Aviso: lo que sigue contiene spoilers sobre uno de los estrenos cinematográficos más interesantes y perturbadores de este verano. Me refiero a Weapons, una cinta de Zach Cregger indiscutiblemente encuadrada en el género de terror.

El terror nunca ha sido mi género favorito. Mucho menos el de monstruos, vísceras, motosierra y tal y tal. Siempre me ha fascinado –e inquietado– la popularidad de estas cosas, no digamos cuando dan el salto al reality, como hemos visto con el reciente fallecimiento de un streamer francés que se levantaba 6.000 euros al mes emitiendo incesantes imágenes de sí mismo siendo maltratado y humillado. Miles de seguidores, millones de espectadores. ¿En qué mundo vivimos?

Por lo menos el terror de ficción no hace daño a nadie. Aunque, cuando es muy de brocha gorda, siempre he sospechado que denota un cierto embotamiento sensorial. Es como si hubiera ¿sensibilidades? que ya sólo se activan ante los estímulos más básicos: porno y terror. En fin, cuestión de gustos, mientras no haga, insisto, daño a nadie.

Weapons es otra cosa. Su planteamiento inicial estaría más en la línea de El sexto sentido que en la de The walking dead. Explora un terror más sutil, más verosímil, más del día a día. La premisa inicial es la desaparición inexplicada de 17 alumnos de una escuela en una sola noche. Todos ellos abandonan sus dormitorios y sus casas a la misma hora –no hay duda porque las cámaras de sus residencias de suburbio americano tranquilo, profundo, de orden, les han grabado…–, adentrándose en la oscuridad para no reaparecer jamás. Jamás es jamás. Un año después, la comunidad todavía se frota los ojos, sobrecogida, y como es lógico empieza a buscar, si no explicaciones, por lo menos culpables. Todos los niños perdidos eran alumnos de una misma clase, de una misma profesora, que al día siguiente llegó al aula para descubrir todos los pupitres vacíos, menos uno. Y hasta hoy, entiendiendo por hoy, el arranque de la película.


Del autor

La magistral narrativa del director Zach Cregger, una especie de híbrido entre Hitchcock y Tarantino, nos lleva de susto en susto antes incluso de saber qué es lo que nos asusta. La maestra, magistralmente encarnada por la actriz Julia Garner –ya la admiramos en la serie Ozark–, es una especie de verso suelto en el pueblo. Una mujer sin pareja, de vida más libre y complicada de lo que allí se aconseja, sospechosa de saber más de lo que dice y de ser demasiado «conflictiva» para confiarle a niños en edad escolar. De los que se preocupa más que todo el sistema y, en ocasiones, que los padres mismos. Parte de su «comportamiento inadecuado» consiste en buscar con sus alumnos una cercanía –no sexual, por Dios: no sean cochinos– que allí no se acostumbra y que, paradójicamente, es lo que permite que tragedias tremendas se puedan incubar en las narices de todo el mundo sin que nadie esté por la labor. Y estallar cuando estallan. Sin spoilers de aviso.

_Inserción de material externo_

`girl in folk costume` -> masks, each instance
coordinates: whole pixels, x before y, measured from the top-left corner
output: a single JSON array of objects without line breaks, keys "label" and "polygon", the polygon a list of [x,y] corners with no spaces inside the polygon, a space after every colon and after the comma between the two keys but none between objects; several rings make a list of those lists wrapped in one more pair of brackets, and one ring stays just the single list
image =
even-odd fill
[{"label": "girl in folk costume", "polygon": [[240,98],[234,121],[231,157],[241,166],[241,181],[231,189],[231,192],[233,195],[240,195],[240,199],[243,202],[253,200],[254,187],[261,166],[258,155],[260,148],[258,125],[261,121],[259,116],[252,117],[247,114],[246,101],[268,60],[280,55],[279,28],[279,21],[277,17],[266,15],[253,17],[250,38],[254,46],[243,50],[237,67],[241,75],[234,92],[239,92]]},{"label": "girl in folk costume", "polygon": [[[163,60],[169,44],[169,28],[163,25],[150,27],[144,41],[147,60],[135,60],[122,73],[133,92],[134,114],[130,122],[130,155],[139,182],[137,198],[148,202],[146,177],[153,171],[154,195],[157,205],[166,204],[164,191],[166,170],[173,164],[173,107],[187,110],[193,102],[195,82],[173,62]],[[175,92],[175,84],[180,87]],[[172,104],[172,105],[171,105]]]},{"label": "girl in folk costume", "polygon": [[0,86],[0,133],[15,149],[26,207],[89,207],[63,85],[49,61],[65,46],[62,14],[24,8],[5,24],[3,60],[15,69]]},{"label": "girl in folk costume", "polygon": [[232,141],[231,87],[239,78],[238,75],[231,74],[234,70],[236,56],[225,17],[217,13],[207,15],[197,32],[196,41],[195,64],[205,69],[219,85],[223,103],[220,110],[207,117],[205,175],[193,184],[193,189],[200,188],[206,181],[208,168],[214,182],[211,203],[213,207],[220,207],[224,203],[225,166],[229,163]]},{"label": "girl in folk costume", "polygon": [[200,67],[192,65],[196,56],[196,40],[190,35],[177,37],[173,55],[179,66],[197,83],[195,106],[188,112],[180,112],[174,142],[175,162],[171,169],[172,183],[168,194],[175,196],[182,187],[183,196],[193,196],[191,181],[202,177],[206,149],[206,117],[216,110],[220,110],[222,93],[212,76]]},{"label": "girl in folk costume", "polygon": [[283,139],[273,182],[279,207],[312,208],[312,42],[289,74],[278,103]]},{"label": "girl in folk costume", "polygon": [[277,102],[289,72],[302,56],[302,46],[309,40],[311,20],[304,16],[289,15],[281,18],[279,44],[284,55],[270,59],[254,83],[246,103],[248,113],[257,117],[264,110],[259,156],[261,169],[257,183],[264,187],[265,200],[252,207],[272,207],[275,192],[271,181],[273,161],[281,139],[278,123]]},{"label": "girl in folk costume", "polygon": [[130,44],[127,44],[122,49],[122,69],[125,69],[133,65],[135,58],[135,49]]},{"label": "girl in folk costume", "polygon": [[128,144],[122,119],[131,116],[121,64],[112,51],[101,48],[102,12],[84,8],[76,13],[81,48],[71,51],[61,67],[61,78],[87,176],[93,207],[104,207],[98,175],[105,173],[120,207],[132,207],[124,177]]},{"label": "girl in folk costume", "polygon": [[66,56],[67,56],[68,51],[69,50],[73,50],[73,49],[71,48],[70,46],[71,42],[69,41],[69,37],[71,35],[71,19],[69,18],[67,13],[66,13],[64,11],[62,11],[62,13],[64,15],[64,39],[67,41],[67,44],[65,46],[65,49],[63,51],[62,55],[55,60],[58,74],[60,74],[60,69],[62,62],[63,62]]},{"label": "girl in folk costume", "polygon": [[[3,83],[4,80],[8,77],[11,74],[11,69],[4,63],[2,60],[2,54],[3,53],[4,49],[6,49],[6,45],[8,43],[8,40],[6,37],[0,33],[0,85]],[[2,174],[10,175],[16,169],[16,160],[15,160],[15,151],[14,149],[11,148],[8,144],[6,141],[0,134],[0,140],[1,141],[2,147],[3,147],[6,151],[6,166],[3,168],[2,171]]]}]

La película empieza discurriendo por el cauce del terror más estrictamente viable, insisto, para ir escalando, en una gradación que sobrecoge por lo plausible, hasta un desenlace de terror fantástico, que alterna los tradicionales cuentos de brujas con la muy modernamente apreciada narrativa de zombis. Es impresionante cómo llegamos allí a partir de conflictos muy cotidianos donde lo que da miedo de las personas normales no difiere demasiado de lo que nos puede dar miedo de los monstruos. De los monstruos netos.

No hay final feliz, porque eso es imposible, pero tampoco del todo infeliz, porque cierto concepto del amor por encima del terror acaba triunfando. ¿Qué haría usted si su hijo o sus padres se hubieran convertido en zombis? ¿Les querría igual?

Sales del cine temblando, y el temblor te dura días. Durante los cuales vas digiriendo, muy poco a poco, que el peligro está en todas partes y en ninguna. Sobre todo, en esa ninguna parte donde nadie conoce a nadie ni se preocupa de sus problemas porque no es correcto preguntar ni fisgar demasiado. No digamos intentar comprender. Dios nos libre de comprender nada ni a nadie hasta que ya sea demasiado tarde.